Law Society advocates for improvements to Police Detention Legal Assistance scheme

The society’s statement followed its intervention in a Court of Appeal case wherein the lawyers under the scheme could not be contacted

Law Society advocates for improvements to Police Detention Legal Assistance scheme

The New Zealand Law Society | Te Kāhui Ture o Aotearoa (NZLS) is advocating for improvements to the Police Detention Legal Assistance (PDLA) scheme.

The society had recently intervened in an appeal filed by Christchurch man Zane Kerr against the New Zealand police, wherein he was unable to gain access to a lawyer under the PDLA scheme.

Kerr had been arrested on a charge of refusing to provide a blood specimen to police as per the drink-driving scheme procedure. While detained at the Christchurch central police station the night of his arrest in July 2016, he had been asked whether he wished to speak to a lawyer. When he answered in the affirmative, an attempt was made to contact first his own lawyer, and then subsequently, 12 other lawyers on the PDLA list. On failing to reach any of the lawyers, the constable on Kerr’s case proceeded to put him under arrest.

The District Court at Christchurch convicted Kerr of the charge in October 2016, and his first appeal to the High Court was dismissed. Kerr then presented his case to the Court of Appeal, arguing that the decision should be reversed on the grounds that he had not been granted his right to a lawyer.

The Court of Appeal granted leave to allow the NZLS to intervene in the case, along with the New Zealand Bar Association and the Ministry of Justice.

“The Law Society has been actively engaging with the Ministry of Justice over the years to ensure the PDLA scheme remains effective. It is vital that those who have been arrested or detained have access to and receive legal advice as guaranteed to them by the New Zealand Bill of Rights Act,” said NZLS Legal Services Committee convenor Elizabeth Bulger.

Rachel Reed QC and Honor Ford served as NZLS representatives and submitted that it was “not unreasonable for a toll-free phone number to be provided for people requiring access to a lawyer while in detention, and to ensure that number was staffed on a 24-hour basis,” the NZLS said.
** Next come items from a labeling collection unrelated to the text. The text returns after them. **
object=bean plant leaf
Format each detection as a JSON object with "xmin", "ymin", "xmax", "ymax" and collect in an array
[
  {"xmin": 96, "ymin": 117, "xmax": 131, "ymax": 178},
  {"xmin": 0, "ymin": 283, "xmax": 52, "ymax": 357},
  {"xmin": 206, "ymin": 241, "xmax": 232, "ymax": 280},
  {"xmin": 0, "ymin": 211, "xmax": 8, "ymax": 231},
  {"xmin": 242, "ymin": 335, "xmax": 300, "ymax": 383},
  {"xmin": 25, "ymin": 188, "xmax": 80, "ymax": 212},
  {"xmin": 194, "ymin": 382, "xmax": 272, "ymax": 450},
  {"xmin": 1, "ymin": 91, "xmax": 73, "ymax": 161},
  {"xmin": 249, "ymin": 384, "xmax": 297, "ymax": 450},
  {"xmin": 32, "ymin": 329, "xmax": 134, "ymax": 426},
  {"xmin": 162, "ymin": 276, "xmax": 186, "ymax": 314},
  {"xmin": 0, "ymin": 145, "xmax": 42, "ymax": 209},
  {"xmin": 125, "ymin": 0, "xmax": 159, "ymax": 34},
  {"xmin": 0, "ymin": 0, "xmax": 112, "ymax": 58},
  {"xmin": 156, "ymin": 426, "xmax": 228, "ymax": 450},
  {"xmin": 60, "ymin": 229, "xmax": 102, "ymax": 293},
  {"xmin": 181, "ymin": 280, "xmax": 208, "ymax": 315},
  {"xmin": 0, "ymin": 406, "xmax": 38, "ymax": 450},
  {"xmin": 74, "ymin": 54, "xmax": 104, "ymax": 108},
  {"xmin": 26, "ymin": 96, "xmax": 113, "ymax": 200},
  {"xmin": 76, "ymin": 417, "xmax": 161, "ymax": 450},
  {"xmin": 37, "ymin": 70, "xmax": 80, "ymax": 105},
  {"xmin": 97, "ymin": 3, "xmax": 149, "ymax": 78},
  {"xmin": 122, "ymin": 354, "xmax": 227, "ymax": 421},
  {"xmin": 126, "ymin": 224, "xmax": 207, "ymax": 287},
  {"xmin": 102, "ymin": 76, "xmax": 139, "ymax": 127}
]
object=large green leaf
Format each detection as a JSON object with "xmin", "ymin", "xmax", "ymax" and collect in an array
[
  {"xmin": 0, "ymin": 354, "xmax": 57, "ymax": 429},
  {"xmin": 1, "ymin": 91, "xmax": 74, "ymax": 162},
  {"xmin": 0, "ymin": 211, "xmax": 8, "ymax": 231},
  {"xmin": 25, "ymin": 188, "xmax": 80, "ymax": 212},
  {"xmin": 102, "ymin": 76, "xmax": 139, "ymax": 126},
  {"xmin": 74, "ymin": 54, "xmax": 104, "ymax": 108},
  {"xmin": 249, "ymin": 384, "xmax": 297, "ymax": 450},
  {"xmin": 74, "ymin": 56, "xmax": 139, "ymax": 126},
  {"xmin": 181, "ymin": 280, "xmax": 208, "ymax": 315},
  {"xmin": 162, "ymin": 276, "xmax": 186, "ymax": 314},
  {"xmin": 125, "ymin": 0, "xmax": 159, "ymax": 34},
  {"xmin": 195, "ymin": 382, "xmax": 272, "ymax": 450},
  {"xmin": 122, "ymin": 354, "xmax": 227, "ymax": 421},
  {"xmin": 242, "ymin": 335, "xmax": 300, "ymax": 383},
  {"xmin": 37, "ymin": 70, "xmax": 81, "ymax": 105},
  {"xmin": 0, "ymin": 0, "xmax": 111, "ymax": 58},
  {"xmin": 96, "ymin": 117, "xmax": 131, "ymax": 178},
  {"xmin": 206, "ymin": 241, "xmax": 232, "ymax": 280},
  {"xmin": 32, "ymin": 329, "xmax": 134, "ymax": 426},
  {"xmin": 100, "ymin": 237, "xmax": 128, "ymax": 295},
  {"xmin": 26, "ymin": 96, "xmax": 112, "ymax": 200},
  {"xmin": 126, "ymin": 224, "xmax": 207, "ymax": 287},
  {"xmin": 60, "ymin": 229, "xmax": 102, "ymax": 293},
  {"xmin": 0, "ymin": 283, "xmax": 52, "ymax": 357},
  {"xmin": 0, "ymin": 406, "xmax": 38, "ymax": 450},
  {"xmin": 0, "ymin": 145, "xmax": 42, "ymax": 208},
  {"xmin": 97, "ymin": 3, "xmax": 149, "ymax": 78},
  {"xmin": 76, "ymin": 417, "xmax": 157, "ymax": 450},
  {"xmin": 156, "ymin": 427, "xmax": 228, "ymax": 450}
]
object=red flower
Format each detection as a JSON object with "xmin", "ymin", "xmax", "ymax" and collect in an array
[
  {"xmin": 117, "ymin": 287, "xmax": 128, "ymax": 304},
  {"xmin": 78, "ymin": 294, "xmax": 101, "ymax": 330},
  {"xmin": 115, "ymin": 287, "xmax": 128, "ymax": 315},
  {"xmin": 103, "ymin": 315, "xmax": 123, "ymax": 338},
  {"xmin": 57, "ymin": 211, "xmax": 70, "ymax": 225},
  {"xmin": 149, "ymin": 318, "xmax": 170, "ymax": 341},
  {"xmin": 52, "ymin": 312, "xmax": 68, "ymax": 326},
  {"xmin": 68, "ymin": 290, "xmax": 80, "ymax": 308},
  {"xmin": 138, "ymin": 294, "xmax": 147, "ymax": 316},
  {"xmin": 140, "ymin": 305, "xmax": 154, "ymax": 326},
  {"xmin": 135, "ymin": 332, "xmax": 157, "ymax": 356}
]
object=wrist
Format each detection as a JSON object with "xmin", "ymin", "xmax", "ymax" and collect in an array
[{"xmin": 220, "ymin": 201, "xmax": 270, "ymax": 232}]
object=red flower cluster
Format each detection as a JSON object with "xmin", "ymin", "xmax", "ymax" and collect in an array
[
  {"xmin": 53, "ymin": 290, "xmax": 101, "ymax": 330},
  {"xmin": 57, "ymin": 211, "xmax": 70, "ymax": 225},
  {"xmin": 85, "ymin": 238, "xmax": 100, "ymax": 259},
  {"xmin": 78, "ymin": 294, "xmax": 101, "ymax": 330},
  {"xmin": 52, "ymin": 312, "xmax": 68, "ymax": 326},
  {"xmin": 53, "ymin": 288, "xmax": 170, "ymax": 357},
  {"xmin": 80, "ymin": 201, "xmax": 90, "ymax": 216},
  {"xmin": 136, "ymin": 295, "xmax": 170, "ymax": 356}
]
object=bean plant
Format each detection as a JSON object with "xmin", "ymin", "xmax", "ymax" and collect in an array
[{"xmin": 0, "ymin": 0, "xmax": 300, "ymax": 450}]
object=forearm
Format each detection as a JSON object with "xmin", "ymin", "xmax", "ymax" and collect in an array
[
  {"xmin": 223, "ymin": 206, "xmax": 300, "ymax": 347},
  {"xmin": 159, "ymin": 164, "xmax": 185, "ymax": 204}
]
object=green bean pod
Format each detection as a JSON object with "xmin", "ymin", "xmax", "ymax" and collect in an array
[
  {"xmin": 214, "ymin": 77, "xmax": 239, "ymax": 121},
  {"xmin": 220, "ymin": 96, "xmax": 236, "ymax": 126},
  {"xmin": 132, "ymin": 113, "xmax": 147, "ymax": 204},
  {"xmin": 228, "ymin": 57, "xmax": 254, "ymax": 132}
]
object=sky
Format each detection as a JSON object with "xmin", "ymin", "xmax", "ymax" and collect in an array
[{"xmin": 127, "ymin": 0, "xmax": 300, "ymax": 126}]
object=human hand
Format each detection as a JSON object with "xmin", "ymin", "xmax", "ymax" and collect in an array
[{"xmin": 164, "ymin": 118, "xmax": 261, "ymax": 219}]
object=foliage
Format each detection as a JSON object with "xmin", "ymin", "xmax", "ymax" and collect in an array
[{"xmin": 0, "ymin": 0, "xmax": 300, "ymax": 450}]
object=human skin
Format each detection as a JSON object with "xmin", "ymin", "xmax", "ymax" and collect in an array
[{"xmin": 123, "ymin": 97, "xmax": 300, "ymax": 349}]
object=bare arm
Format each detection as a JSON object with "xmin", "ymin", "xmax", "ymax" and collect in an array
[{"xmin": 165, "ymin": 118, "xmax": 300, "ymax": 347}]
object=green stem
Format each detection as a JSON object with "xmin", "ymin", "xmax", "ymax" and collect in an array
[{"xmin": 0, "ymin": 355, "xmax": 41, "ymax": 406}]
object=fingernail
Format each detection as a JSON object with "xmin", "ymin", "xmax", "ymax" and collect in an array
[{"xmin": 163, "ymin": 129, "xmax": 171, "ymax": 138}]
Due to the case, the PDLA scheme in Christchurch was modified to introduce a roster system in 2019.

In its ruling on 23 June, which overturned Kerr’s conviction, the Court of Appeal said that it was the state’s responsibility to ensure “that the scheme fulfils its purpose of providing contact details of lawyers capable of and willing to provide legal advice to detained persons.”

The NZLS welcomed the decision, and said that it was “helpful” for the court to have clarified the government’s obligation on this matter. In light of the court’s ruling, the society has called for the prioritisation of a nationwide review of the scheme.

“It is helpful that the Court of Appeal has provided clarity about the government’s obligation to ensure the PDLA scheme fulfils its purpose. The Law Society is committed to working with the Ministry of Justice to look at ways the scheme can be improved, to ensure the right to counsel is facilitated,” Bulger said.